I am new to linear programming, and I recently came across the following exercise, which I do not know how to solve:
When publishing data, it is sometimes important to "suppress" sensitive information. Consider the following table:
\begin{array}{|c|c|c|c|} \hline & & & X & \\ \hline X & & & & \\ \hline & X & & \\ \hline & X & X & \\ \hline & & & & X\\ \hline \end{array}
Values marked with an $X$ indicate cells whose data need to be suppressed (note that the values of these cells might not be the same even though I'm indicating them with the same variable $X$). However, there is one problem: we want to also report the sum of the rows and columns. This means that one could easily derive the value of each of the $X$'d cells by just setting up a system of equations and solving. For example, you could easily derive the leftmost $X$ cell by just computing the sum of the values in the first column and subtracting the first column's sum by the computed sum.

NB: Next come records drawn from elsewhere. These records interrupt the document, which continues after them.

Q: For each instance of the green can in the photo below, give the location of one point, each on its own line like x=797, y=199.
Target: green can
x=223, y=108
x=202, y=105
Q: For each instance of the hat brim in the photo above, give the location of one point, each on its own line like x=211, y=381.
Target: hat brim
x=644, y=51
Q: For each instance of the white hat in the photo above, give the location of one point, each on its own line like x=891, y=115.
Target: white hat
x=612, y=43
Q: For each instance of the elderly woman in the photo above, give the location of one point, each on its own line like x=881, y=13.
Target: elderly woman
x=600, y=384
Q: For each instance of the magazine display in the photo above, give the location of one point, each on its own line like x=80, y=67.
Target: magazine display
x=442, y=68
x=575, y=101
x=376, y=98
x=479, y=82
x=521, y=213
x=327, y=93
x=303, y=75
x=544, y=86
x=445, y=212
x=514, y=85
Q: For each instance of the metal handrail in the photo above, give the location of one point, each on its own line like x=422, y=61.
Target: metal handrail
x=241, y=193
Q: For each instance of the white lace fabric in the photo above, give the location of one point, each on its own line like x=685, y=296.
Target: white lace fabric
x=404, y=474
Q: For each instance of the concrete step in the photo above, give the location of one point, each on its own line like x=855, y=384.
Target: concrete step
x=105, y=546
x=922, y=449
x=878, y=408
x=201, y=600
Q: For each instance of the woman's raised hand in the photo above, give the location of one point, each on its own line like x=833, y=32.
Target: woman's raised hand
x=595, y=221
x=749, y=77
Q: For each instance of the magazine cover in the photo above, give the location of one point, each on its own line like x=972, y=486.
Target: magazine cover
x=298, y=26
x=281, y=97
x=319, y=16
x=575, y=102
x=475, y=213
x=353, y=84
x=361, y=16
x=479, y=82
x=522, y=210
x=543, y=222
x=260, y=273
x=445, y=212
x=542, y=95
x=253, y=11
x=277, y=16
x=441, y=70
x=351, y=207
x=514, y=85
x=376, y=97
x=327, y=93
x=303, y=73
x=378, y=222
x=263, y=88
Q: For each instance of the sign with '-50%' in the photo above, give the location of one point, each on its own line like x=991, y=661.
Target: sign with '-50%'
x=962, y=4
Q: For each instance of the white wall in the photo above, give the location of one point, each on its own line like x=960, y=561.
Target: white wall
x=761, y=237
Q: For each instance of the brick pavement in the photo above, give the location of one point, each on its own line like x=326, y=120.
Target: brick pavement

This means that it might be necessary to suppress cells that are not marked by $X$ in order to protect the contents of the $X$-marked cells. I want to formulate an integer linear programming problem that will choose the smallest number of suppressions needed in order to protect all of the $X$-marked cells. So it will be necessary to have at least two suppressed values in each row and column.
I thought about having $x_{ij}$ equal $1$ if the cell $(i, j)$ is suppressed and $0$ otherwise so we want to minimize the sum over all $x_{ij}$'s, but then coming up with the actual constraints is really hard (at least for me). I've thought about this problem for a few hours now, and I think the hardest part about it is coming up with a set of constraints. I've looked at lots of examples of formulations, but I haven't come across anything similar yet. I would appreciate any help with this problem.